The refreshed AI Blueprint for Aotearoa identifies NZ as “high-use, low-trust” on AI. This exploit is exactly the kind of scenario that drives low trust — and validates the Blueprint’s new focus on social licence. NZ organisations running open-source admin tools (and let’s be honest, most of them are) should be reviewing 2FA implementations and hardening access controls now, not after the next GTIG report.

The Bigger Picture

Google’s report also reveals that hackers are increasingly targeting “the integrated components that grant AI systems their utility, such as autonomous skills and third-party data connectors.” In other words, as companies deploy AI agents with access to business systems, those agents become attack surfaces too. The exploit isn’t just “AI helps hackers” — it’s “AI systems are the targets.”

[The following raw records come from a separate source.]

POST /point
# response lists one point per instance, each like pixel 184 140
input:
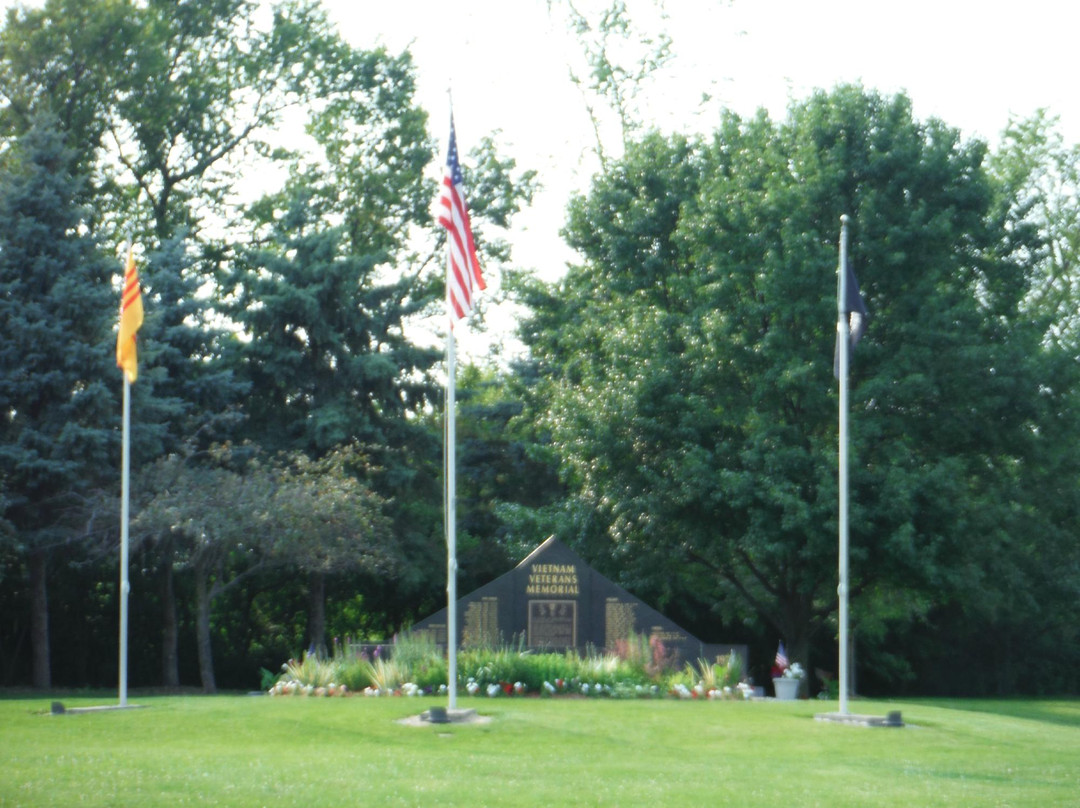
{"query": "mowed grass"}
pixel 260 751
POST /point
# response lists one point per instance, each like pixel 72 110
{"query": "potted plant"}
pixel 786 677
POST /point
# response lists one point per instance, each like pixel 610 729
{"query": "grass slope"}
pixel 251 751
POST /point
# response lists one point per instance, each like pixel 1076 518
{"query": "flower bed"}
pixel 415 668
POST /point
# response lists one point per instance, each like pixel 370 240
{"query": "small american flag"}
pixel 463 279
pixel 781 658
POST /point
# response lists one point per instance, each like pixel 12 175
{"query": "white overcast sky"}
pixel 971 63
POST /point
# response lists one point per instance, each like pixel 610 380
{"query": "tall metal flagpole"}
pixel 451 557
pixel 124 501
pixel 844 346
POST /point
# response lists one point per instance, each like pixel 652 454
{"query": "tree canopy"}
pixel 687 365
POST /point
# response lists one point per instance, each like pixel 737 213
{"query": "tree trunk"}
pixel 39 619
pixel 170 632
pixel 316 613
pixel 202 629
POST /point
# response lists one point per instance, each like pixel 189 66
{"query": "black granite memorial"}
pixel 554 601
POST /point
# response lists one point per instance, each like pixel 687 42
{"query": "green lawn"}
pixel 259 751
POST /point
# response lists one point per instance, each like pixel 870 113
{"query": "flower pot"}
pixel 787 689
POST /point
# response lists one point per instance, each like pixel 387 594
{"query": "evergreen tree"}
pixel 58 429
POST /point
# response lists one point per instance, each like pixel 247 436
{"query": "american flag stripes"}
pixel 463 279
pixel 131 320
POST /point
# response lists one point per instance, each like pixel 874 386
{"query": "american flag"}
pixel 781 657
pixel 463 279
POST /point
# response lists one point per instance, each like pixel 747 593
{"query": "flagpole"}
pixel 451 559
pixel 124 503
pixel 844 340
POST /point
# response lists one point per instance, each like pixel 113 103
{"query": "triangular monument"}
pixel 554 601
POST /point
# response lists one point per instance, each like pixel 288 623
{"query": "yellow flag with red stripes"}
pixel 131 319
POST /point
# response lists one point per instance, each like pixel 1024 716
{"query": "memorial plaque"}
pixel 619 621
pixel 553 624
pixel 553 600
pixel 482 623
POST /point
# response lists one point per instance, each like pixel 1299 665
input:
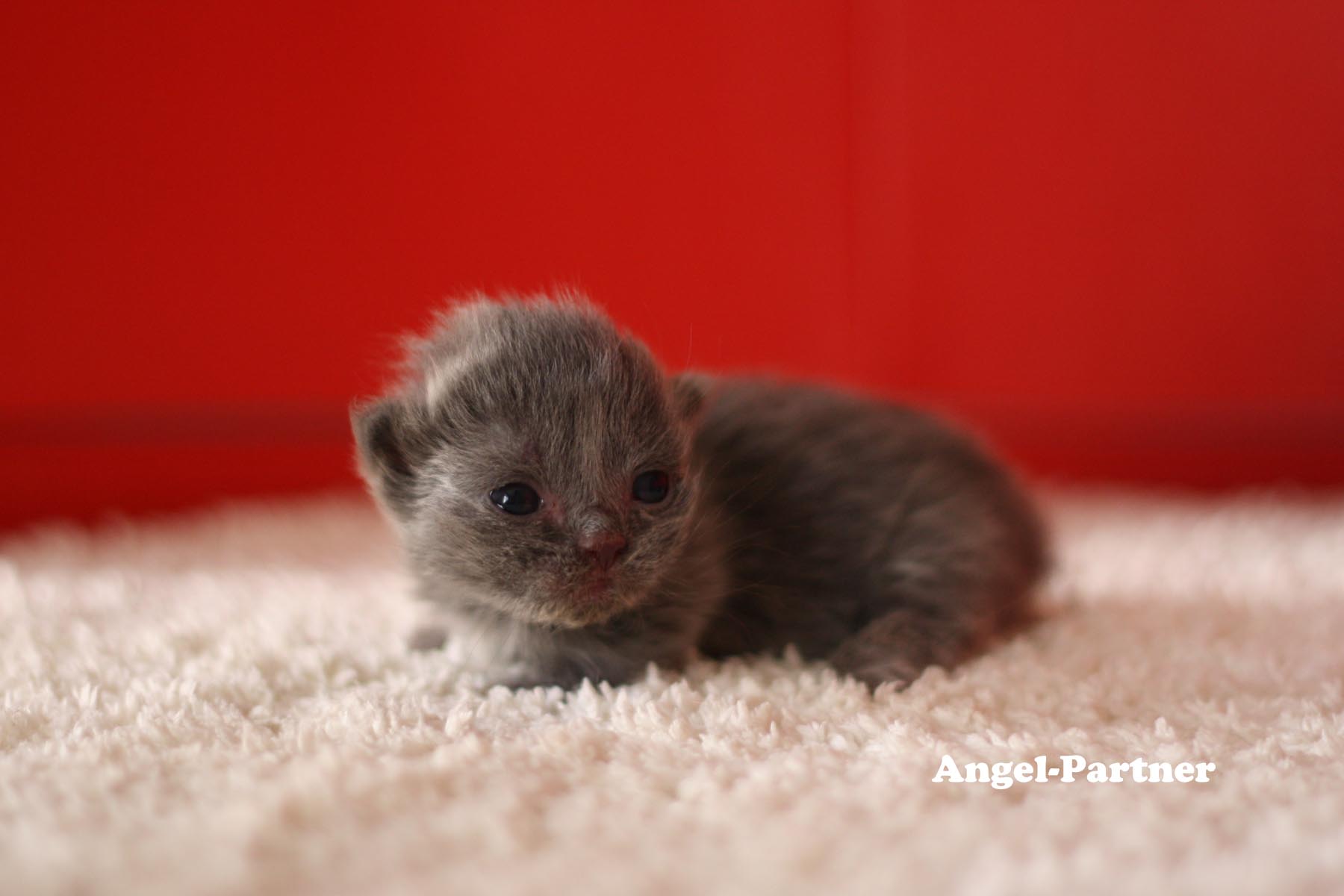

What is a zero-day exploit? A zero-day is a software vulnerability unknown to the vendor, giving attackers a window where no patch exists. “Zero-day” means the developer has had zero days to fix it. AI-built zero-days are particularly dangerous because AI can discover and weaponise them faster than human security teams can respond.

❓ Frequently Asked Questions

Q: What does this mean for NZ businesses? NZ organisations using open-source web admin tools should audit their 2FA implementations immediately. The exploit targeted a hardcoded trust assumption in authentication — a class of vulnerability that’s common in smaller deployments with limited security review.

Q: Was the AI that built the exploit one of the known cyber models? Google says they “do not believe Gemini was used.” The report doesn’t identify which AI model was used, but the exploit’s quality suggests it wasn’t a specialised cyber model — which makes the finding even more concerning.

Q: What should I do? Patch everything. Review authentication flows. If you’re running open-source admin tools exposed to the internet, treat them as high-risk. And read Google’s full GTIG report — the defensive recommendations are specific and actionable.

🔍 THE BOTTOM LINE

The first confirmed AI-built zero-day exploit wasn’t a research exercise — it was a weapon stopped just before deployment. The era of theoretical AI threats is over. For NZ and every other country with a cybersecurity skills gap, the urgency just shifted from “prepare” to “respond.”